De las cosas que de esta madre y raíz de todas las virtudes os dije en el principio del Credo y en los dos mandamientos del amor de Dios y del prójimo, bien creo que os acordáis; por tanto a ello me remito, pues caridad no es otra cosa sino amor de Dios y del prójimo. Esta es muy necesario que esté encajada en nuestros ánimos, pues sin ella no podemos ser cristianos. Esta es la señal que Jesucristo, nuestro Señor, quiso que tuviesen los suyos entre todos los otros. «En esto, dijo El, conocerán todos que sois mis discípulos, si os amareis unos a otros». De esta caridad nos da Jesucristo nuevo mandamiento cuando dice: «Un nuevo mandamiento os doy, y éste es que os améis unos entre otros como yo os amo». Esta es la virtud de que tanto habla San Pablo en todas sus epístolas, a la cual sobre todas ensalza. Esta, dice San Pedro, es la que tapa y cubre la muchedumbre de nuestros pecados. Esta la prefiere San Pablo a la fe y a la esperanza; sin ésta dice que no valdría nada, puesto caso que tuviese todas las demás. Esta, en fin, dice que no cae jamás, ni cesa, aunque se acabe esta vida; y si os hubiese de decir lo que de toda la Sagrada Escritura tengo colegido de ésta, sería para nunca acabar. Pues, concluyendo, digo, que si bien miráis en ello, hallaréis que la hermandad de estas virtudes es tanta, que jamás está la una verdadera sin la otra; porque el que tiene verdadera y viva fe, está claro que tiene caridad; porque para creer, conocer, y creyendo y conociendo, ama; y amando, obra; y asimismo espera en aquel a quien conoce, cree y ama.
Eusebio.- Me han enamorado vuestras palabras. Bendito sea Dios que tan alto juicio y espíritu os dio, y plegue a su inmensa bondad y misericordia que hagan en nuestras almas el fruto que vos al principio dijisteis. ¡Oh, quién viese el tiempo en que estas cosas de esta manera se dijesen en los púlpitos, pues tanto importa que todo cristiano las sepa!

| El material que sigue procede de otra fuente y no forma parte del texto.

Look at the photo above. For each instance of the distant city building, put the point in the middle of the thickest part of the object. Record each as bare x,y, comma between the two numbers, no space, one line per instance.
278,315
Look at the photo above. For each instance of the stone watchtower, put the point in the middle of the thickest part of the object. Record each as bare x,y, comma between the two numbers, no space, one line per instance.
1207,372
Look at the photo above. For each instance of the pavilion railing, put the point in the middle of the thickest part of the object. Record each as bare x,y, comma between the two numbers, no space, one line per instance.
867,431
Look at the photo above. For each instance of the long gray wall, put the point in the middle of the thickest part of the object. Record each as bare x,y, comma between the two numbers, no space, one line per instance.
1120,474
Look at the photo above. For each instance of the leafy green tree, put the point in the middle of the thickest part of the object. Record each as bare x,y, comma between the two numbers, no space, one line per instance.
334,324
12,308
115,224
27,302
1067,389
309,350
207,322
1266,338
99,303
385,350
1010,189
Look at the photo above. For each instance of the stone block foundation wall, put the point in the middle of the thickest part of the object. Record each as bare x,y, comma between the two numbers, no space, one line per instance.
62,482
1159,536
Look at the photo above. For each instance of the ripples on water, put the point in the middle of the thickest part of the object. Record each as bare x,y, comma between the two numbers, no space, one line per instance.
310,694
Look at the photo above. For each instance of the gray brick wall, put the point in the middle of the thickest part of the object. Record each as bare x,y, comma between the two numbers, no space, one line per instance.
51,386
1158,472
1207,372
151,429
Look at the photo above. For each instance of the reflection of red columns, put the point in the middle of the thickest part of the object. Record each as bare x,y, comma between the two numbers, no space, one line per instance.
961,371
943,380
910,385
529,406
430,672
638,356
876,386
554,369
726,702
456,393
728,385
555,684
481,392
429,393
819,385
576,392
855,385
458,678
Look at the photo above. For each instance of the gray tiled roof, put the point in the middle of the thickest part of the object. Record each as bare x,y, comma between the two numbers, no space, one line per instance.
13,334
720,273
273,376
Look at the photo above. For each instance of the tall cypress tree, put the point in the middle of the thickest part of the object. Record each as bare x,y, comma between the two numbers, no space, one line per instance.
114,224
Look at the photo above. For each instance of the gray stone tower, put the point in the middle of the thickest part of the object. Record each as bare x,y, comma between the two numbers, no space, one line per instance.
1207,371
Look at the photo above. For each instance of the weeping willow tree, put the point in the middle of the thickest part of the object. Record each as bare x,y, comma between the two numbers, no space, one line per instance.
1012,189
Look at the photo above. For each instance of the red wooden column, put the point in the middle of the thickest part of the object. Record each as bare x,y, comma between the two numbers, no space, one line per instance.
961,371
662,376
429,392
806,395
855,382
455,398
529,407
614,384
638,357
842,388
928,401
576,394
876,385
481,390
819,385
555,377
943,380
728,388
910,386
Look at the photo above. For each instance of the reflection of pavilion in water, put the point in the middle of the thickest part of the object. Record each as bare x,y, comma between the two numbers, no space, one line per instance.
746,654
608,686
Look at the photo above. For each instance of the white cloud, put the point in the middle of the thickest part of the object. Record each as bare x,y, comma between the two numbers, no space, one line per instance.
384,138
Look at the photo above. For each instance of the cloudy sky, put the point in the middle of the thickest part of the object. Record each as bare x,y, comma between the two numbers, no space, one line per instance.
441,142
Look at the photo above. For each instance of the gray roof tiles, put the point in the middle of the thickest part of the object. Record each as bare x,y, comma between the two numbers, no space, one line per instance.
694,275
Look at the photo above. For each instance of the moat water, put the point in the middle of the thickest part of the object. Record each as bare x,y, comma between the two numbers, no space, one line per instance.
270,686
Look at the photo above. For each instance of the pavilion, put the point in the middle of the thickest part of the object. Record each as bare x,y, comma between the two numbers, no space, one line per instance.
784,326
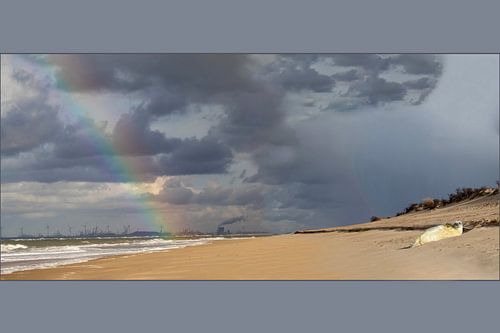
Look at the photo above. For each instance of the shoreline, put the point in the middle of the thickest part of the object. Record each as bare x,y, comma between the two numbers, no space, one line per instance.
370,255
368,251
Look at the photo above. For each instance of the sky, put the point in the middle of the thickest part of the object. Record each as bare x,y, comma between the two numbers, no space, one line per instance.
258,142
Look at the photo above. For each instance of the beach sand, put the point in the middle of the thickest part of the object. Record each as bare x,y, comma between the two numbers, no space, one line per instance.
369,251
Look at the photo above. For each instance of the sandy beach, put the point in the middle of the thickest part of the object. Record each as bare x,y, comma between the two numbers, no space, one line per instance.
368,251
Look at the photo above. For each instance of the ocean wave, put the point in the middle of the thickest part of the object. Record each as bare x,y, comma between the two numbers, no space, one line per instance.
36,257
12,247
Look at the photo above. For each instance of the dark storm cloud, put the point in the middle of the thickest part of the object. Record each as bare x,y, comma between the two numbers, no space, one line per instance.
204,73
193,156
175,192
349,75
294,73
420,84
28,126
132,135
376,90
419,63
371,62
30,122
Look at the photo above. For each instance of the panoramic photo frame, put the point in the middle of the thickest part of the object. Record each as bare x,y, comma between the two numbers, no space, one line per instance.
249,166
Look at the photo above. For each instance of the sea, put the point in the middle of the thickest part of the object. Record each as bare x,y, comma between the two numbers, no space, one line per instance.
26,254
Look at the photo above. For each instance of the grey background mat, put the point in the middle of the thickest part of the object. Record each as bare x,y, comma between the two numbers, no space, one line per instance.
249,26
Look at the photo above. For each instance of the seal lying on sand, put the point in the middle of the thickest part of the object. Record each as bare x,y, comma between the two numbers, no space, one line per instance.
439,232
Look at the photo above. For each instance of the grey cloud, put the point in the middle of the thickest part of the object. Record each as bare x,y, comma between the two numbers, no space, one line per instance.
28,126
377,90
176,193
132,136
372,62
419,63
204,156
30,122
348,76
420,84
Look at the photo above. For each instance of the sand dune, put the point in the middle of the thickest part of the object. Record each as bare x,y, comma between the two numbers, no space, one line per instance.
369,251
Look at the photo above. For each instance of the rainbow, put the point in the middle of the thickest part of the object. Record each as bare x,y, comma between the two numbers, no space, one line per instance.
122,170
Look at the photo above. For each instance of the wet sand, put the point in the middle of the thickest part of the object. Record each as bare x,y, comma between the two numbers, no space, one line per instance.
331,254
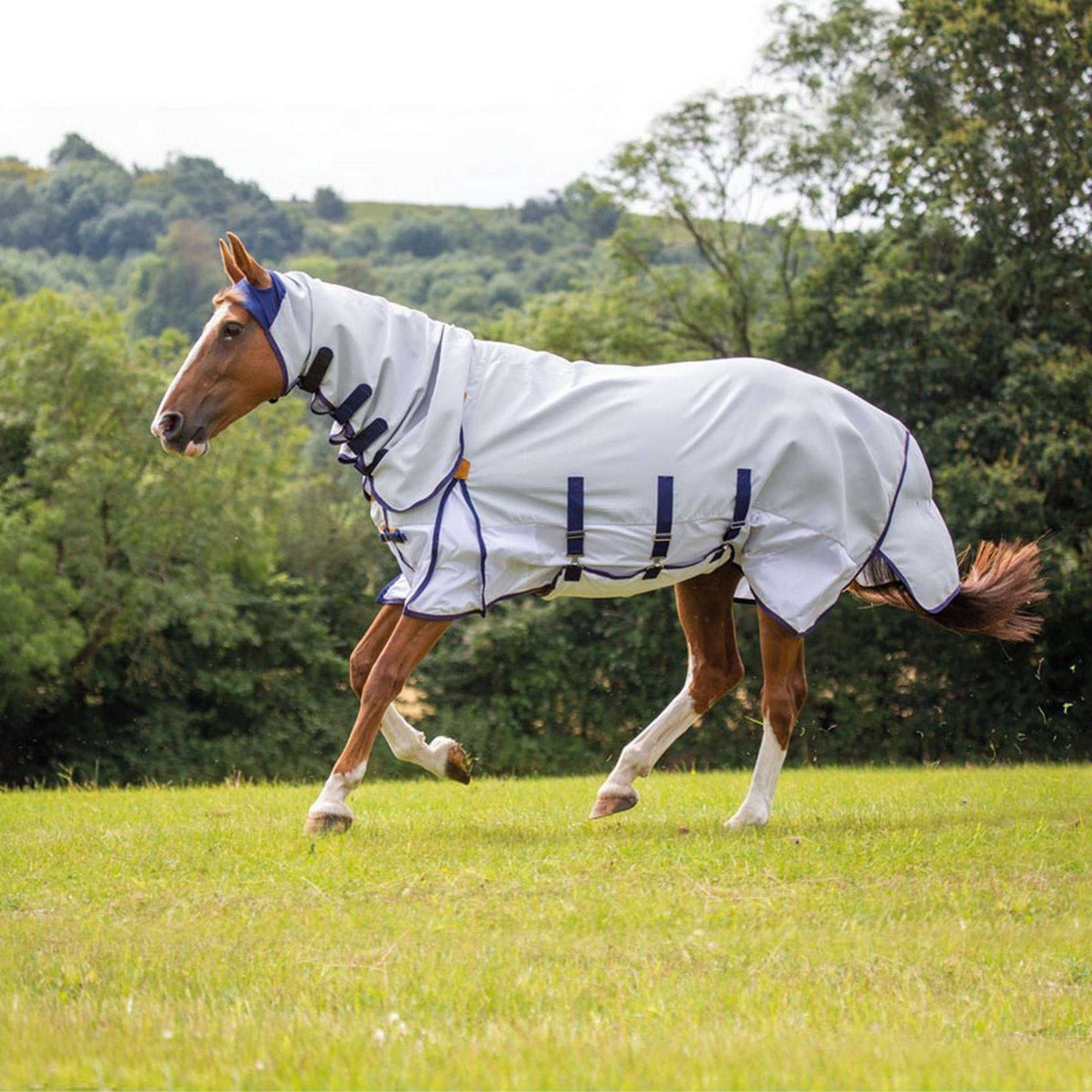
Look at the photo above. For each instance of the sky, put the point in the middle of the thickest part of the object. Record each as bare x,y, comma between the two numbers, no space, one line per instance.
469,102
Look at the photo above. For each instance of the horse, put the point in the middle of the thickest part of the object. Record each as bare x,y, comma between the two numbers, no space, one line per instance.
495,471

Arzobispo.- Y aún porque veo yo que no se dicen, por eso quiero hacer de manera que particularmente cada padre instruya a su hijo en ellas y cada maestro a su discípulo.
Antronio.- ¿Y si el padre no las sabe?
Arzobispo.- Que las procure saber; y si no quiere sino ser él ruin, busque alguna persona que las enseñe a su hijo, pues le valdrán ciertamente más que cuanta hacienda le puede dejar.
Antronio.- Sí, no toméis menos; tras cada rincón os hallaréis quien sepa o quiera hacer y decir eso.
Eusebio.- Dejaos de esas réplicas, que yo os prometo no faltarían, si los buscasen; pero ¡mal pecado!, al ruin padre no se le da nada que su hijo sea tan ruin como él. Pero dejemos esto, que es perder tiempo; y si no os cansan nuestras preguntas, decidnos ahora qué debemos enseñar acerca de los dones del Espíritu Santo.